In this study, the likelihood of maternal death increases as length of labor increase. Those whose labor length greater than 24hrs were 4 times more at risk of death than women who had labor length less than 24 hrs (AOR= 4, 95% CI. 1.86-8.74). This finding is consistent with study conducted in public hospital of Tigray, which reveals that Women who had labor length less than 24 hours was protected from maternal death than women who had labor length more than 24 hours [AOR=0.27, 95% CI (0.07-0.89)]. Research finding from Nigeria maternity hospital AOR - 2.86 and 95% CI (1.39, 5.9) shows prolonged labour was the major risk factor for maternal death [14,21]. Most (70%) of women who had obstructed labour (OL) had prolonged labour. The other reason might be unnecessary delay from patient side or HI which is evidenced by 40% of referred women has prolonged labour. This in turn results uterine rupture. Presences of obstetric complications were also significantly associated with maternal mortality. Women who develop different obstetric complications were 7.2 times more at risk for death than their counterparts (AOR =7.2, 95% CI 3.08, 16.72). The obstetric complications like malpresentation, post term pregnancy, and PROM are some of the complications included in this category. These complications increase the risk of dying in different ways. Malpresentation prolongs labour in intrapartum period. Prolonged labour will in turn expose the women for infections and hemorrhage. It might be explained by fatigued uterus. That is if pregnancy is post term, most of the time labour is initiated by induction which results in fatigue uterus which exposes the women for post partum hemorrhage.

In addition uterine rupture was other determinant for maternal mortality. Women who develop uterine rupture were 11.4 times more at risk to die than their counter parts (AOR= 11.4 95% CI 4.27, 30.41). In Senegal women who had uterine rupture were 28 times more likely to die than their counter parts AOR=28.07 95% CI (11.34 69.51) [31,32]. The reason might be uterine rupture is the major source of concealed and revealed hemorrhage that finally leads to death.

Those who had ante or intranatal risks (placenta previa, Abruption placenta, Previous C/S & Multiple gestation) were 3.8 times more likely to die when compared to their counterparts (AOR= 3.8, 95% CI 1.64,8.61). These risks are the sources of uterine rupture and hemorrhage which are the most prominent cause of death.
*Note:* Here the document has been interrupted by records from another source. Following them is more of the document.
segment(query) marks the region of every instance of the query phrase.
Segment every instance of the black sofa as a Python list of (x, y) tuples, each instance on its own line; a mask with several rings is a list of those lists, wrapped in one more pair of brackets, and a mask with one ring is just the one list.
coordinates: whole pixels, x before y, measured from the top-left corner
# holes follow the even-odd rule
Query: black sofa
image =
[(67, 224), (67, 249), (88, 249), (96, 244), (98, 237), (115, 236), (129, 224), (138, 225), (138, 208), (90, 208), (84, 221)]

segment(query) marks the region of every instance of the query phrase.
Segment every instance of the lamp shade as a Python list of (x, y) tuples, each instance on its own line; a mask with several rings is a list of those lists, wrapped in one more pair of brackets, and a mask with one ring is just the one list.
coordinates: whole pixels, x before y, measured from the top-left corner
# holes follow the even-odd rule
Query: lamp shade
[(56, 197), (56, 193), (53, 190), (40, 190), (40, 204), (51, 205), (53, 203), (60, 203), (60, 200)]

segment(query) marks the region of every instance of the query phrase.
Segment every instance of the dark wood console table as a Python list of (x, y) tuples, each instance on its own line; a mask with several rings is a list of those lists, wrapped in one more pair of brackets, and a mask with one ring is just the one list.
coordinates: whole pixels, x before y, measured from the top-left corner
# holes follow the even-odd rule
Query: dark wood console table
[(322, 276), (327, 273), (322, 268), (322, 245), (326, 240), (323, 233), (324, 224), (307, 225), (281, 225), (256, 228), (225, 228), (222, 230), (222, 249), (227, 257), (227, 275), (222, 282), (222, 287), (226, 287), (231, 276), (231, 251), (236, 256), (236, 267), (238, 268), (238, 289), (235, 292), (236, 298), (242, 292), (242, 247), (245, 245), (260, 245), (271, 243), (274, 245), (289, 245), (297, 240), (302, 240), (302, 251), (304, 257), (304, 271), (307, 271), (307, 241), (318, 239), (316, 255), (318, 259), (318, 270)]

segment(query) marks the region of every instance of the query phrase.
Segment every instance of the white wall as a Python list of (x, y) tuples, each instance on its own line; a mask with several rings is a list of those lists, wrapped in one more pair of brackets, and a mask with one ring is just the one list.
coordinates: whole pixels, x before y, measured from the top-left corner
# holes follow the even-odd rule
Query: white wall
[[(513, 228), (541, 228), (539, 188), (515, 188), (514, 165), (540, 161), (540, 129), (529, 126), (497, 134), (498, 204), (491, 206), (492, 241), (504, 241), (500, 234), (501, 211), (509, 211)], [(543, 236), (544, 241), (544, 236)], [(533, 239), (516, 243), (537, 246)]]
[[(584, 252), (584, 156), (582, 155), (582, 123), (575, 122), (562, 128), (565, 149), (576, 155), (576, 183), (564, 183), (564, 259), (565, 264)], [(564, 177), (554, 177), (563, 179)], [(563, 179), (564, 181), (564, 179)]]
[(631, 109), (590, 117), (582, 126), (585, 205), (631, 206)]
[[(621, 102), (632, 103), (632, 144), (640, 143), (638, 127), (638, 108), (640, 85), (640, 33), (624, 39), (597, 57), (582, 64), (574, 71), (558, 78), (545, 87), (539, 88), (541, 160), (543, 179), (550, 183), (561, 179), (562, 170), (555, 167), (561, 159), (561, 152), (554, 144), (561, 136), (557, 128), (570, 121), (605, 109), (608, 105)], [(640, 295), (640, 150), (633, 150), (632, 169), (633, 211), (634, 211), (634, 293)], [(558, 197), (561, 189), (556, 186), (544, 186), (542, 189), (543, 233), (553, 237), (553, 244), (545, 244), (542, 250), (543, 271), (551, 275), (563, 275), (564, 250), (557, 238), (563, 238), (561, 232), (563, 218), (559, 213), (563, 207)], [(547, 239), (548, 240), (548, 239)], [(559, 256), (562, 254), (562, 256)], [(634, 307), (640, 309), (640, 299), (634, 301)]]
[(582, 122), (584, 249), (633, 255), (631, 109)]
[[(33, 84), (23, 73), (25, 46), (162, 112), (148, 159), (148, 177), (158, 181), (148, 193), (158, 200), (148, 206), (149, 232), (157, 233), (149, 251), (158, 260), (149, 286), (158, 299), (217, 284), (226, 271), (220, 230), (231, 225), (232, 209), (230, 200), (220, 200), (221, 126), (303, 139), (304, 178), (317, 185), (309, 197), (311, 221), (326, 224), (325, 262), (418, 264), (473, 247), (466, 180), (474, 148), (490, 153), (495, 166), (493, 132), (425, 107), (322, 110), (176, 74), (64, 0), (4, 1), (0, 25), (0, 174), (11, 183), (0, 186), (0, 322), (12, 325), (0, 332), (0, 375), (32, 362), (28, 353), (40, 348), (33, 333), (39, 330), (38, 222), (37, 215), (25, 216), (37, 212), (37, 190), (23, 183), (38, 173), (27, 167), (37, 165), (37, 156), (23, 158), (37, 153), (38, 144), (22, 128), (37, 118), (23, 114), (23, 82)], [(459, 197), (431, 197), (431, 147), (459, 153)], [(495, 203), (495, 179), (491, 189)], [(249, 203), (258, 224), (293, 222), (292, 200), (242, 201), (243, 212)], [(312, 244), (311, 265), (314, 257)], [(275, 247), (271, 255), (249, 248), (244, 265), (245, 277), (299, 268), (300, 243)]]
Conclusion and Recommendation

The number of maternal death has a fluctuation pattern over the year. Women who do not have ANC follow up; presence of obstetric complications, women who had ante or intra natal risks and women who had prolonged labour are more at risk for maternal death. Based on the findings from this study the following recommendations are made. Health professionals including HEWs should have to work in strengthen approach to improve awareness of the community about pregnancy, its complication and co morbidities, and ANC uptake. Academicians and researchers should dig out alternative solution for maternal death.

Competing interests

We declare that we do not have any conflict of interests. This study was funded by Mizan-Tepi University.

Authors' contributions

Tegene Legese, Kebadnew M and Tensay K conceived the study, involved in the study design, data analysis, drafting the manuscript and critically reviewing the manuscript. All authors read and approved the final manuscript.

Authors' information

All authors are academicians. TL has MPH in reproductive health, KM has MPH in Epidemiology and Biostatics and TK has MSc in Reproductive and Maternal health Nursing.

Acknowledgements

We are grateful to Mizan-Tepi University for funding the study and other supports. We would like to acknowledge MTU teaching and Bonga hospitals for their cooperation in conducting this study. We would also like to express our deepest gratitude to data collectors for their hard work and sincere contribution.